Today, certain software applications with user interfaces support functionality for embedding other software applications that have other, independent user interfaces. To this end, a framework software application running in a framework window (or another suitable graphical control element) typically allocates a smaller window inside the framework, allows the embedded application to surface its own user interface in the smaller window, and cedes control over the smaller window to the embedded application. In general, interactions between the user interfaces of the two software applications (the framework software application and the embedded software application) are limited. For example, drag-and-drop controls supported by the framework software application are not supported inside the smaller window for several reasons: it is generally undesirable for the framework software application to impose its user interface requirements onto the embedded application; it is generally desirable to allow the embedded application to exercise full control over its window; and the developer framework software application cannot assume architectural requirements of the embedded application.
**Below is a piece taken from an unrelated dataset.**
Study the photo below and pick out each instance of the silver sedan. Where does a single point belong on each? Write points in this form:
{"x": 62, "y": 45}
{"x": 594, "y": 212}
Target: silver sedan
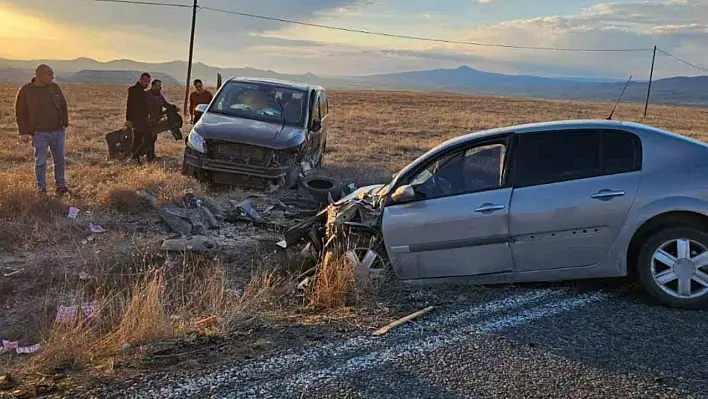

One example of limited integration of an embedded application into a framework application is discussed below with reference to Microsoft's COM technology and web browsers. Microsoft introduced component object model (COM) add-in technology to make extending Microsoft Office easier for third-party application developers. COM add-ins can provide updates and generally expand the functionality of the existing Office applications, and can be built using any COM compliant tool (VBA, Visual Basic, Visual C++, etc.). An existing Office application (Outlook, Excel, Word, etc.) serves as a host for the add-in, which is a compiled DLL that is written and registered so that the Office application knows how to load and communicate with the add-in. For example, a web browser application interface can be hosted within Microsoft Outlook using a COM add-in. The web browser application interface is displayed as part of Outlook, i.e., appearing alongside Outlook's email interface. Advantageously, while the COM add-in may need to be downloaded, users do not need to download the web browser application itself, which allows changes and/or updates to the web application to be passed on to users without the need for a download.
However, one problem with extending Office using a COM add-in that implements a web browser application is that web browser controls do not natively support the ability to drag and drop objects from the Office interface directly into the web browser application. That is, while dragging and dropping objects within the Office interface is a standard feature (e.g., a user can click on an email or other document and drag it to a folder by holding down a mouse button over the document object, moving the cursor to the desired folder, and releasing the mouse button), dragging and dropping objects between the Office interface and the COM add-in web browser application interface is not supported. Consequently, it is not currently possible to drag an object (e.g., an email) from a first location (e.g., a folder) within the Office interface to a second location (e.g., another folder) within the web browser application interface and drop it there. Instead, when a user attempts to drop an Office object at a location within a web browser application interface, the web browser application will navigate to the object's file and render the object as a web page. Consequently, because the web browser application interface renders and displays these objects rather than interacting with them, the functionality of the web browser application hosted within the Office application is limited.